「っ」
「君、面白い"個性"持ってるじゃない。人の心の声が聞き放題なんだね!」
新しいおもちゃを見つけたかのように笑う目の前の
何故、何故。"個性"がバレているのか。
「何を、」
「何って・・・君がさっきから気になってる僕の"個性"だよ。透過とか何とか思ってたみたいだけど、僕の姿が周りから見えていないのはこのサポートアイテムであるケープコートのお陰でね。『借用』こそが僕の個性なんだよ。」
こうやって相手に触れている間しか使えないんだけどね、と聞いてもいないのに己の個性について話し始めた背後の男には今の自分の考えが筒抜けらしい。
ならばと、こちらもこの男が考えていることを"個性"で探ろうとしたのだけど。
「あ、無駄だよ。僕のはねえ、触れてる間は僕が"個性"を借りてることになるから、借りられてる方の人間は"個性"が使えないんだ」
ついてきてくれるよね?個性ばらされたくないでしょ?
何を考えているかも分からない男の目を睨みつけ、縦にひとつ頷くことしか私にはできなかった。
救けて、とも心の中で願うことが出来ない状況下を打破するかのように鞄の中に入れていた携帯が震えたのもほぼ同時だった。
〇
「ショート!そっちは終わった?」
「・・・・・・雑魚ばっかだな」
連絡を受けて来てみたもののそこに居たのは所謂雑魚敵だった。ただ、如何せん数が多いので多少被害はあったようだが、それも救助活動に長けたヒーローが迅速に対応してくれていたので大事にならずに済んだ。
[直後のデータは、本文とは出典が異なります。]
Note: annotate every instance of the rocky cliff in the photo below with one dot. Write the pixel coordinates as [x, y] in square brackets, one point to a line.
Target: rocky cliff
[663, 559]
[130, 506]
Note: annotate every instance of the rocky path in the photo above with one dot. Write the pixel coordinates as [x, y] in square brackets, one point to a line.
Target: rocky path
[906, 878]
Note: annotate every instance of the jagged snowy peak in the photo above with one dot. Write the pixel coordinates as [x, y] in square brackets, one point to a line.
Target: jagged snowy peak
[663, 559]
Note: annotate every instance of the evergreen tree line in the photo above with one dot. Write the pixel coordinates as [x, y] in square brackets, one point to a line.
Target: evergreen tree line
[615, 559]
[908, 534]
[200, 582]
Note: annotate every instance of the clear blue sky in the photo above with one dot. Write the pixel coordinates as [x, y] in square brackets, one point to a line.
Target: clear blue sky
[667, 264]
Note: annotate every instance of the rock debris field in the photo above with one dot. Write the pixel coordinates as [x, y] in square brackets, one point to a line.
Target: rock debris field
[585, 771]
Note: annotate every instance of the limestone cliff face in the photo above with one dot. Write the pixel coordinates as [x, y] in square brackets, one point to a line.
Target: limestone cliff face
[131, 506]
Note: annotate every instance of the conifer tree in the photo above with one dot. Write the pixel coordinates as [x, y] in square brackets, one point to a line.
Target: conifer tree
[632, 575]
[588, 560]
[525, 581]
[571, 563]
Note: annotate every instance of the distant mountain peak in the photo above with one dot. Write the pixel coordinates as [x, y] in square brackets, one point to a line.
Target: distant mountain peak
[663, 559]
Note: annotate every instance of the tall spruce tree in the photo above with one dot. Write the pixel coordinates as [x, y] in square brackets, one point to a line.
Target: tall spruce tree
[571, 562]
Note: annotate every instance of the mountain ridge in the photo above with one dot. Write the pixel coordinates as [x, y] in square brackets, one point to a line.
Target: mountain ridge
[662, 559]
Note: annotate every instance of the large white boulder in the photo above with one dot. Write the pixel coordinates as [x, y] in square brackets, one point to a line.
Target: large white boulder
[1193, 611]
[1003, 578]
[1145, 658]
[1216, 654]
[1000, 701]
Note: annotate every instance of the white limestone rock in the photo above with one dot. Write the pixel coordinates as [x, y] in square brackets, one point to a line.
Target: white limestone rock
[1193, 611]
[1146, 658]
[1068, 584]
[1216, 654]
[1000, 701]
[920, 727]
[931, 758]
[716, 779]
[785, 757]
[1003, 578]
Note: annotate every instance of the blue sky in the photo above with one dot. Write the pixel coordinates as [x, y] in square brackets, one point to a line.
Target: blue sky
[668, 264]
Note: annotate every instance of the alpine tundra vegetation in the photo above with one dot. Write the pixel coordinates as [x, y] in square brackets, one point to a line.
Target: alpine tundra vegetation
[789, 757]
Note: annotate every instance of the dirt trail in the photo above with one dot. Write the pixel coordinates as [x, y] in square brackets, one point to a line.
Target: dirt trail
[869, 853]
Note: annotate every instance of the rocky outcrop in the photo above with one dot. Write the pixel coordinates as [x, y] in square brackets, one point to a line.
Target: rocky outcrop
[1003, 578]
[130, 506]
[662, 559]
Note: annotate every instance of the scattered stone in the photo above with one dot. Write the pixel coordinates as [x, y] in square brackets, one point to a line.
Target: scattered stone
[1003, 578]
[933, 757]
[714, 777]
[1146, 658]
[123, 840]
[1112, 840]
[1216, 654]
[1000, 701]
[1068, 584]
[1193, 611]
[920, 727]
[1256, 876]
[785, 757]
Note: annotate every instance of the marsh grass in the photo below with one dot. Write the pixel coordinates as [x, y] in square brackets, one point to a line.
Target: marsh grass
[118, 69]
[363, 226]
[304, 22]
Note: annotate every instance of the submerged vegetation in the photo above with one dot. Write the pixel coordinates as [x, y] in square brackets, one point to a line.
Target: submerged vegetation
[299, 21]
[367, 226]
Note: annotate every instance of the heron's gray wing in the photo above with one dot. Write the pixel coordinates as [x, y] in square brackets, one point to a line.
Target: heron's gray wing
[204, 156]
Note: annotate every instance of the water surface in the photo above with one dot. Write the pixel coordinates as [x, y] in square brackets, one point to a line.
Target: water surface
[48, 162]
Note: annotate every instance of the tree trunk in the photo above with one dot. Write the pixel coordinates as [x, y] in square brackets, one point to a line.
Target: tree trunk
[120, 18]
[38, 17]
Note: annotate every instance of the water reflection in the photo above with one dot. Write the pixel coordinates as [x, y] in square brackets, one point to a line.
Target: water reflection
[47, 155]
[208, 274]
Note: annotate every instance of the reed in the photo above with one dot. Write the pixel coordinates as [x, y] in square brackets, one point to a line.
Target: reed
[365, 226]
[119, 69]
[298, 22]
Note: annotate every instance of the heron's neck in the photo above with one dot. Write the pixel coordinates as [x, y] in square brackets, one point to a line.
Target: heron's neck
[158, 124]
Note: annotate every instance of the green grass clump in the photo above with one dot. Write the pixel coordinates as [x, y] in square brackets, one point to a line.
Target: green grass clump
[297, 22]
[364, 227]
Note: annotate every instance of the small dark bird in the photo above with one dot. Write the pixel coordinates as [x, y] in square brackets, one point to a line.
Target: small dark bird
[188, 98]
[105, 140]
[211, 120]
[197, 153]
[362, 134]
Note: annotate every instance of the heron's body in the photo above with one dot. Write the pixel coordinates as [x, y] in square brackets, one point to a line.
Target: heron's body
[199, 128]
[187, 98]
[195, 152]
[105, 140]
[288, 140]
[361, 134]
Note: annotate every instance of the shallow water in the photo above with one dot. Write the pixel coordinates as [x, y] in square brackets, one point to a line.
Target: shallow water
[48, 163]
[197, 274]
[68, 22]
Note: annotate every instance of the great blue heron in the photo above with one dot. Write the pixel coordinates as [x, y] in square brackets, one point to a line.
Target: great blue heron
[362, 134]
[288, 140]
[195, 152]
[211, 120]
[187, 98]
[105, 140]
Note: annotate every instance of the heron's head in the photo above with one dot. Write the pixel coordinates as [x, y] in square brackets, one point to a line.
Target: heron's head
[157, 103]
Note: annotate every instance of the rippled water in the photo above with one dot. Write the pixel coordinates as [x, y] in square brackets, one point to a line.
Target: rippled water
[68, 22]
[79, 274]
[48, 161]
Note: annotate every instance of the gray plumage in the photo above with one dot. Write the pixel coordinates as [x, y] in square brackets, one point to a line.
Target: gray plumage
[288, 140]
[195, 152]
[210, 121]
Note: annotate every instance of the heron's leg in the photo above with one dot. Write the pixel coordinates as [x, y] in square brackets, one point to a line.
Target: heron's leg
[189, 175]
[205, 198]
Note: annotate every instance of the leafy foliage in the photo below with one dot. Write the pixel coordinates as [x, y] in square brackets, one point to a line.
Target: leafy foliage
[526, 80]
「ショートさん。とりあえず報告書書きに事務所戻りましょう」
「・・・ああ、」
なんでだ。敵は倒したはずなのにもやもやが拭いきれない。あまりにもあっけなかった。
まるでこれが囮だったかのような・・・、本命が他にいたかのような。
(考えすぎか)
戻って報告書を書いたら、なまえからさっきの言葉の真意を聞かなきゃならねぇ。
一応、連絡入れとくか。さっき釘刺しといたから流石に返してくれるだろうとメッセージ画面を開いて逡巡。なんとなく声が聞きたくなって、電話帳から見慣れた番号を探す。
『・・・もしもし』
「?・・・なまえ?今敵制圧したから、後処理終わったら迎えに行く。そこで待っててくれ」
『・・・ごめんね、今日は用事が、あって』
「・・・は?おい、逃げんじゃねぇ」
『・・・』
『約束』してもなお、歯切れの悪さと往生際の悪さに多少の苛立ちと焦りが募っていく。痺れを切らして、名前を呼んだ。
「なまえ、返事しー」
『っ・・・"ショート"、くん』
「なまえ?」
『ーーー救け、』
最後の音が吐き出されることなく、ガシャン!と盛大な音を立ててなまえの通話は強制的に切られてしまった。
「なまえ!おい、なまえ・・・っ!」
「と、ショート?!大丈夫・・・っ!?」
急に声を荒らげた俺に気づいたデクがこちらへと駆け寄ってくる。
「・・・緑谷、なまえが」
なまえが、危ない目に遭ってるかもしれねぇ。